I heard that some Intel chipset based Motherboards got the
ICH4 south bridge burned when user hotplugged USB
device. Often the culprit is the cheaper casing used.

Regards,
Xiaofan

http://tw.giga-byte.com/Motherboard/Support/FAQ/FAQ_456.htm

The ICH4/5 SouthBridge chipset on my Intel(r) motherboard appears
damaged or "burnt". How did this happen?

The GIGABYTE Global RMA Service Center has recently become aware of
the randomly occurring risk to ICH4/5 SouthBridge chipsets on Intel(r)
motherboards to become damaged or "burnt" when a USB device is
connected. Please read the following paragraphs to learn more about
this issue.

Why did this happen?

There are three likely causes:

1) Accumulated static electricity from the human body may have been
transmitted to the ICH4/5 SouthBridge chipset when connecting a USB
device if it has not been "grounded".

2) A connected USB device does not have any static electricity protection.

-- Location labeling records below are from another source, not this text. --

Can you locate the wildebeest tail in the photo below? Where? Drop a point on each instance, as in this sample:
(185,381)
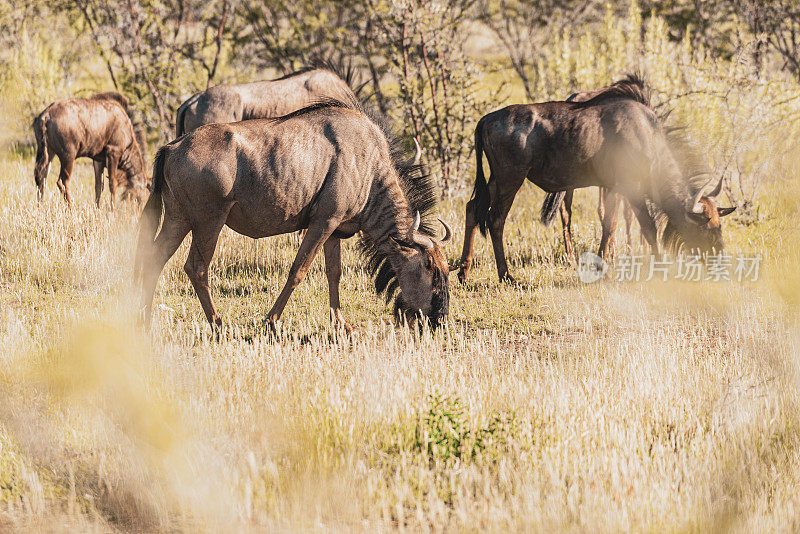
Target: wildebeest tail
(481,198)
(151,214)
(42,154)
(552,201)
(180,128)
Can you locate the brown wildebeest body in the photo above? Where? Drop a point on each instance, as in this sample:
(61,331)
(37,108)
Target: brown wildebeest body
(608,203)
(613,140)
(97,127)
(327,168)
(261,100)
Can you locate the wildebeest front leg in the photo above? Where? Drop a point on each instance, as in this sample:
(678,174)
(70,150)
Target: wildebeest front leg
(63,177)
(204,243)
(112,160)
(647,224)
(154,256)
(470,229)
(566,223)
(333,272)
(98,181)
(314,239)
(609,215)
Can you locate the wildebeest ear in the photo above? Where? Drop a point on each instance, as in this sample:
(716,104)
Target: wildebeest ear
(401,242)
(699,218)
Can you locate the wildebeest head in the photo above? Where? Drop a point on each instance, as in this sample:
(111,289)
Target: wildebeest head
(421,272)
(702,228)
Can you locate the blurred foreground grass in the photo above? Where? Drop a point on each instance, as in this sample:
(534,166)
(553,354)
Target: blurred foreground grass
(549,405)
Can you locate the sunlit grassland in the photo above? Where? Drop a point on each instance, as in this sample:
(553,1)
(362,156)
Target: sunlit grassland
(549,405)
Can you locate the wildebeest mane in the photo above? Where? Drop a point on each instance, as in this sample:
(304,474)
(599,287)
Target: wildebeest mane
(419,189)
(633,86)
(119,98)
(344,70)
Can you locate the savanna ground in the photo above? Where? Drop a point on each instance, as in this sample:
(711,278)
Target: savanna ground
(552,405)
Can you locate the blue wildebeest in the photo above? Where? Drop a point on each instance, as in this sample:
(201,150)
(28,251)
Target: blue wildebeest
(326,168)
(612,140)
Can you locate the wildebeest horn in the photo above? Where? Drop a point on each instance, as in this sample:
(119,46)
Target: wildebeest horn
(717,190)
(448,232)
(696,206)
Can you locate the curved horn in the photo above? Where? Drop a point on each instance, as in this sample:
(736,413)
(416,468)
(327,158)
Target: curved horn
(717,190)
(448,232)
(695,206)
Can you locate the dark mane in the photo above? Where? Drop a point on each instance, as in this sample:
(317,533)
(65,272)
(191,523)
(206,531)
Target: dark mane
(112,95)
(632,86)
(326,103)
(420,190)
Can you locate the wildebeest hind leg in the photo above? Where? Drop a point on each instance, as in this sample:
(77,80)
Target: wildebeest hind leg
(63,177)
(98,181)
(204,243)
(173,231)
(501,205)
(314,239)
(610,214)
(566,223)
(112,160)
(647,224)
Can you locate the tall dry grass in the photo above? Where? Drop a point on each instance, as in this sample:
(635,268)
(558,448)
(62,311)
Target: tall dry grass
(547,406)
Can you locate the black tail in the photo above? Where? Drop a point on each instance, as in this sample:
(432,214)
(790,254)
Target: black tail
(42,155)
(480,195)
(552,201)
(151,214)
(180,128)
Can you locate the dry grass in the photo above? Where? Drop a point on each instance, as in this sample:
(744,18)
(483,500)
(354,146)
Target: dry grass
(548,406)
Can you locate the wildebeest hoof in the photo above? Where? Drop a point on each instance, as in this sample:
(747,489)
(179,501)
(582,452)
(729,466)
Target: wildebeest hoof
(272,326)
(508,279)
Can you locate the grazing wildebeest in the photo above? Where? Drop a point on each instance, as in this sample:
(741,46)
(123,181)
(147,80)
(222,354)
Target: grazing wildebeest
(327,168)
(98,127)
(561,202)
(265,99)
(613,140)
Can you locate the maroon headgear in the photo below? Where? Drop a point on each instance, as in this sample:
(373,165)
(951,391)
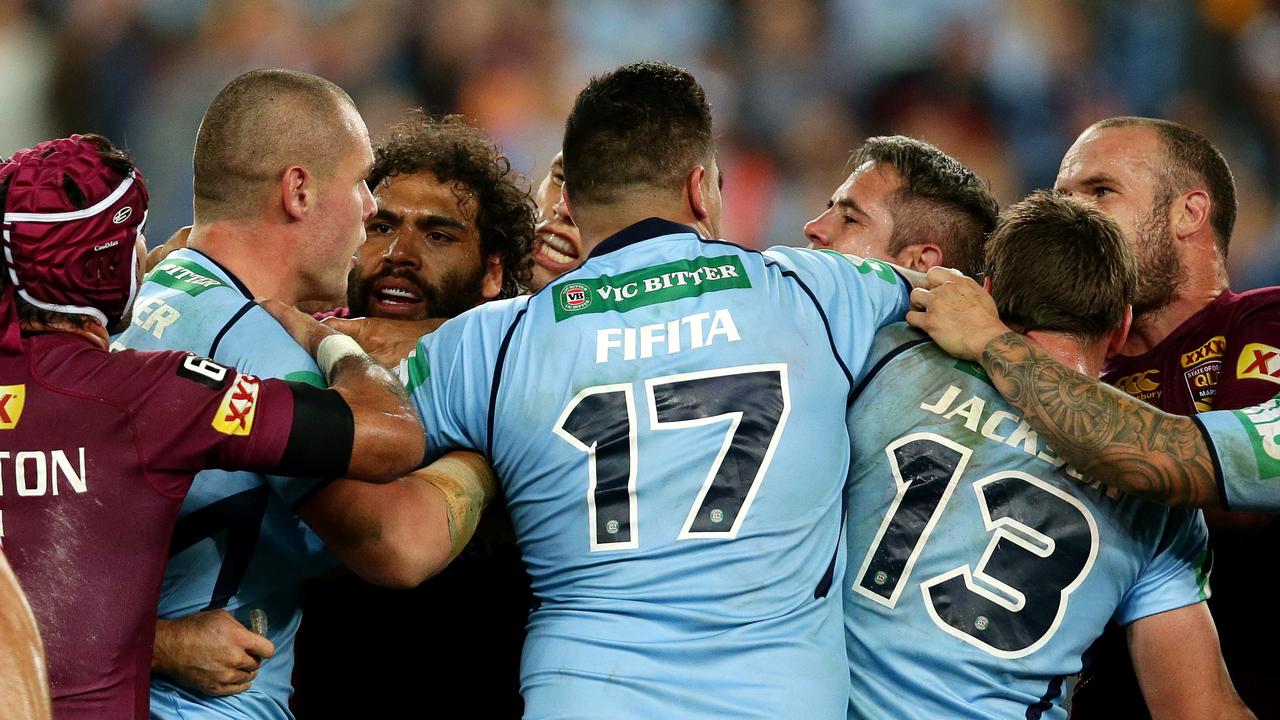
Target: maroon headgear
(67,255)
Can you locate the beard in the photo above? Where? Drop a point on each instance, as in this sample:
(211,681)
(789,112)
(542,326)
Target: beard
(456,292)
(1160,272)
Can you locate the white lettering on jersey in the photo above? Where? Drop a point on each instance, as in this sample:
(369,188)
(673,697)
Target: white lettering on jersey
(31,472)
(969,413)
(154,315)
(664,281)
(690,332)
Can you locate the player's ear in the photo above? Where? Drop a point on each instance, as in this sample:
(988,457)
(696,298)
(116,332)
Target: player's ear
(699,203)
(565,205)
(492,283)
(297,191)
(919,256)
(1120,333)
(1191,213)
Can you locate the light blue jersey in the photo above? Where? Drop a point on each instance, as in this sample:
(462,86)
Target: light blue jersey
(667,423)
(1246,446)
(979,568)
(237,542)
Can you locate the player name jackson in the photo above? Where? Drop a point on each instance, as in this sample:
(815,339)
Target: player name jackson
(1000,425)
(691,332)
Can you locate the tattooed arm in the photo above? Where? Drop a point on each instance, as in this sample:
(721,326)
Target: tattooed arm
(1109,436)
(401,533)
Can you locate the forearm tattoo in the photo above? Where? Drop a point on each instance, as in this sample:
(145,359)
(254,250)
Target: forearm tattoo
(1109,436)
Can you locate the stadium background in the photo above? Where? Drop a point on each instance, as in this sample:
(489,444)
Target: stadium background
(1002,85)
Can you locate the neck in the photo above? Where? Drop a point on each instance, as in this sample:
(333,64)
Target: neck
(255,251)
(1068,350)
(1205,282)
(600,222)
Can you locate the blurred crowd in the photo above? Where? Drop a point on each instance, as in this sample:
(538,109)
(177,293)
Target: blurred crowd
(1002,85)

3) Accumulated static electricity in a front-panel USB port that is
not properly "grounded" with the PC casing.


Usage Tips


Avoid touching the USB connector.

Release static electricity within your USB device by touching the USB
connector to any metal surface before plugging it into your computer.

Use rear-panel USB ports on your PC whenever possible.

Use a three-pronged electrical cord to connect a power supply to your PC.

Use only approved or certified power supplies.